Girlie is the best moderator at social media conglomerate Reeden, screening posts for offensive content. Like most moderators working in the Las Vegas office, she’s Filipina-American – white moderators don’t last long, and the rest are from other South-East Asian countries.
Girlie’s speciality area is child sexual abuse and glimpses into her work are as gut-churning as you’d imagine. In response to the traumatic nature of the work, Reeden offers moderators karaoke and meditation instead of the pay rises they want. Girlie needs a raise because she is paying off the million-dollar debt her mother racked up through failed property speculation.
Girlie also subsidises her extended family of “nurses and maids and cleaners” who share a seven-income household in a gated Las Vegas subdivision. This isn’t, though, a heart-warming tale of cosily chaotic multi-generational living. Because of shift work, Girlie rarely sees any of her family, except for younger cousin Maribel who has “the sensitive, worried, pleasing nature of the youngest daughter in a disastered family”. Mirabel exasperates Girlie but she is also the person Girlie loves the most.
Reeden acquires a virtual-reality technology company called Playground, which has recently become involved in creating immersive historical games. William Cheung, current head of content moderation, asks Girlie to join the team, moderating content in real time in the company’s spectacular VR landscapes. It comes with a huge pay rise.
It sounds like an easier gig but it has its own major downsides, with some players trying to assault the female characters in every game. The masks and body suits everyone wears to play the game contain sensors so that an assault feels suffocatingly real. Even the stoical, seen-it-all Girlie has to be rescued by William in one overwhelming attack.
The VR games, described in intricate detail, aim to create “something larger than life … something that feels like discovering a … more heroic dimension of our own lives – our own history”. History, as portrayed in these games, presents a nationalist narrative – a narrative the French boss hopes will serve his far-right political ambitions.
The storylines tracking the sinister side of technology are both fascinating and chilling, but Moderation is also an acerbically funny story about working-class immigrants and familial expectations.
A birthday party for Mirabel promisingly brings the whole family together. “The problems with parties generally, and family parties specifically,” Girlie thinks as the evening starts, “were numerous, numinous, existential … no great luminary had yet disproven the truth: Have family, will fight.”
Mirabel’s parents are at a table with the drunk aunties and with Girlie’s mother, who was wearing the Chanel bag Girlie had bought for her a few birthdays ago, and had driven to the party in the Tesla Girlie was still paying off. Then William from work arrives. Mirabel had, to Girlie’s embarrassment, invited him when she had waitressed at a Playground function. Cue a humorous set piece as Girlie tries to keep William away from nosy family members sensing gossip. “You have a very big family,” William says. “Everyone in my life is there against my will,” Girlie responds.
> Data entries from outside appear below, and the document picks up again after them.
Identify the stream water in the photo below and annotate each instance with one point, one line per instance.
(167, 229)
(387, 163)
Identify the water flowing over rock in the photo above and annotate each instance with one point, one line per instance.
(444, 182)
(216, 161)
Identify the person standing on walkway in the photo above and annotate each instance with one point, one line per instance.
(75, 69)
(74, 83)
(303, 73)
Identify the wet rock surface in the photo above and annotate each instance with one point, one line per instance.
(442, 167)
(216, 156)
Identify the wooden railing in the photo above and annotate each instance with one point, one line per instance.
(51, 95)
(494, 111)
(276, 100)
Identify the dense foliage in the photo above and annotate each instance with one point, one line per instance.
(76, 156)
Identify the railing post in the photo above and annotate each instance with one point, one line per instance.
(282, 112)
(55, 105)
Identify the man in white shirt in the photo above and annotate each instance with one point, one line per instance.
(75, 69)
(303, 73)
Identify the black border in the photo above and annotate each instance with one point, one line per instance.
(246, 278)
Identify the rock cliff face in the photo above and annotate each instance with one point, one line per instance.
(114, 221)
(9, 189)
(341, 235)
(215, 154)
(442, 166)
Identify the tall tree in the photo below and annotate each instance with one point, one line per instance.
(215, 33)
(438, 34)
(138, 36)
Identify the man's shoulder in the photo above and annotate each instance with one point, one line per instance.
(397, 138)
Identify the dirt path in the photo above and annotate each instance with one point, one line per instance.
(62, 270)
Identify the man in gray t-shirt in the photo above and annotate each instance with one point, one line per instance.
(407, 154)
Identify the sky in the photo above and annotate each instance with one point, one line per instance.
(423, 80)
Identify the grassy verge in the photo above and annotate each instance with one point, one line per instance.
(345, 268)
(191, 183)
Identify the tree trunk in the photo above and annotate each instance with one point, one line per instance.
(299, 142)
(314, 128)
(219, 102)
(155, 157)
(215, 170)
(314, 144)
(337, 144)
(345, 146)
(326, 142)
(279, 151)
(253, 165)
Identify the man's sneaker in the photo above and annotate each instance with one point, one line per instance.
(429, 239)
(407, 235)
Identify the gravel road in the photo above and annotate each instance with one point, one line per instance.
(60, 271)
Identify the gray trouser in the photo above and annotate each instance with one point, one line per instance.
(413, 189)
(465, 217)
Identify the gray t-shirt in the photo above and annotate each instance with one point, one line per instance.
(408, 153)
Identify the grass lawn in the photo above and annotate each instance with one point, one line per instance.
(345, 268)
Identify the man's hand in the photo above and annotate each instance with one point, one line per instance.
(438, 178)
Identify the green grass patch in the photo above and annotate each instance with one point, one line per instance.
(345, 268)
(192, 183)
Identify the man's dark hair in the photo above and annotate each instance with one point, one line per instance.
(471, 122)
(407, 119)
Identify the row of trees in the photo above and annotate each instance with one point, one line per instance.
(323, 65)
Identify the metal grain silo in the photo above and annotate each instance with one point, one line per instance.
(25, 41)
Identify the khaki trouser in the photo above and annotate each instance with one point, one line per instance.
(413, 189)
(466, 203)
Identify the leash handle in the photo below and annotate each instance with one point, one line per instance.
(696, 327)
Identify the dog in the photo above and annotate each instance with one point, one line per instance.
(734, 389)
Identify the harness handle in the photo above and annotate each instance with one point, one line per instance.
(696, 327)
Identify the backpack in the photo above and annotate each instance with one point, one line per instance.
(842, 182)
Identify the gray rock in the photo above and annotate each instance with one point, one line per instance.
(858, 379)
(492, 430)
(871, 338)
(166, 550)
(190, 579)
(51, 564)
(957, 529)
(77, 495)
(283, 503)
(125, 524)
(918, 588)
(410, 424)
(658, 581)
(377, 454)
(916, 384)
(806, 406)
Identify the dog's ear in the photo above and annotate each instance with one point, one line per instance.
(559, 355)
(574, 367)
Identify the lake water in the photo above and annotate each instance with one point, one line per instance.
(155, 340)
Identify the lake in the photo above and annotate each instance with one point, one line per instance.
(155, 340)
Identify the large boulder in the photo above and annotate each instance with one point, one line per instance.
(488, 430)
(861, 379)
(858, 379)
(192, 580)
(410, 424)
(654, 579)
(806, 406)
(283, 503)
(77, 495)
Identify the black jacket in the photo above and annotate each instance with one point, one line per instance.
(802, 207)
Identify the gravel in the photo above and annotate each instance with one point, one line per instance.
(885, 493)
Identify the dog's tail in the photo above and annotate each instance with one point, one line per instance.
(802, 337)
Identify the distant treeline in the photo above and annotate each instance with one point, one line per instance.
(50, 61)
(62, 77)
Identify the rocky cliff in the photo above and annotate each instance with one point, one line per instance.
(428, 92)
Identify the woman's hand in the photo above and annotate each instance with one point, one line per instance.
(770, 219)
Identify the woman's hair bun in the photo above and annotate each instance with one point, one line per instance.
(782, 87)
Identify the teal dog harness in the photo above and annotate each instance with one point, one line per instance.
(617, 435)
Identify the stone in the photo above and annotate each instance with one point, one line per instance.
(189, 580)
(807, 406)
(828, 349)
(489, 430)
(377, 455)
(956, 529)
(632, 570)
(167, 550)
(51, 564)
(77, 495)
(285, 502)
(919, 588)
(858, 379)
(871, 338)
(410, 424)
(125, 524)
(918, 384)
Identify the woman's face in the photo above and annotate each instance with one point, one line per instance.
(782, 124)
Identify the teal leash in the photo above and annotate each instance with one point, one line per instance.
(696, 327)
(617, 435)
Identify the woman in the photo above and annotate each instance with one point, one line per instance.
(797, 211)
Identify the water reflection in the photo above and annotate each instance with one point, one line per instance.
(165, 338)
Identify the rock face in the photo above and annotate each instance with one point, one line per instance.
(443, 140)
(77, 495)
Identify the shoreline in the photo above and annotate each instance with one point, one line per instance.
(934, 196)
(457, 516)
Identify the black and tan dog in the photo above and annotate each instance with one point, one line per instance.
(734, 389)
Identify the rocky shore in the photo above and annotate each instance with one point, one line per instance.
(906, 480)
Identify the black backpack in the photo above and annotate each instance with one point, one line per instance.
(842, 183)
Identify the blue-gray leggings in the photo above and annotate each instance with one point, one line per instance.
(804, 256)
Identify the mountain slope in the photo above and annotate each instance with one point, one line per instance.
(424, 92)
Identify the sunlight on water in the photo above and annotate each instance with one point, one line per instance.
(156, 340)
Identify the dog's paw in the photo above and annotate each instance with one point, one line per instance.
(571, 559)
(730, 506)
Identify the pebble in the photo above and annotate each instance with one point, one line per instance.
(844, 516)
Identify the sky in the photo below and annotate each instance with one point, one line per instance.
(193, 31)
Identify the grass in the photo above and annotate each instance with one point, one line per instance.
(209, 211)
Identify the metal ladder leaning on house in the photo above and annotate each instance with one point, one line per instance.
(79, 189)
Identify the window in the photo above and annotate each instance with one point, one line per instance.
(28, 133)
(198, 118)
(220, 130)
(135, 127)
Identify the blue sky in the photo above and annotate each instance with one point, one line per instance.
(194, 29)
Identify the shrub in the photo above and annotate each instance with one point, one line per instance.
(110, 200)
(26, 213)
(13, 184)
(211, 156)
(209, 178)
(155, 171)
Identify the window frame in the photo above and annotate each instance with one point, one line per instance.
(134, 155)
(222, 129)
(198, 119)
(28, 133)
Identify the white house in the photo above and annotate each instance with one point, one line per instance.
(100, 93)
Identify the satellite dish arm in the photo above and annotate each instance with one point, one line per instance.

Romance has been brewing between these two colleagues for a while, taking cantankerous, fiercely independent Girlie out of her comfort zone. The romance plot that ensues is enjoyable, though more of the family would have been welcome, particularly Girlie’s mother, whose appearance is too brief to illuminate the bitter relationship between mother and daughter.
At more than 300 pages Moderation is not a short book, but I would have happily lapped up more – Jonathan Franzen levels of more – so that each storyline was explored in due depth. This is the second novel from Elaine Castillo after 2018’s America Is Not the Heart, and I’ll be looking forward to her next.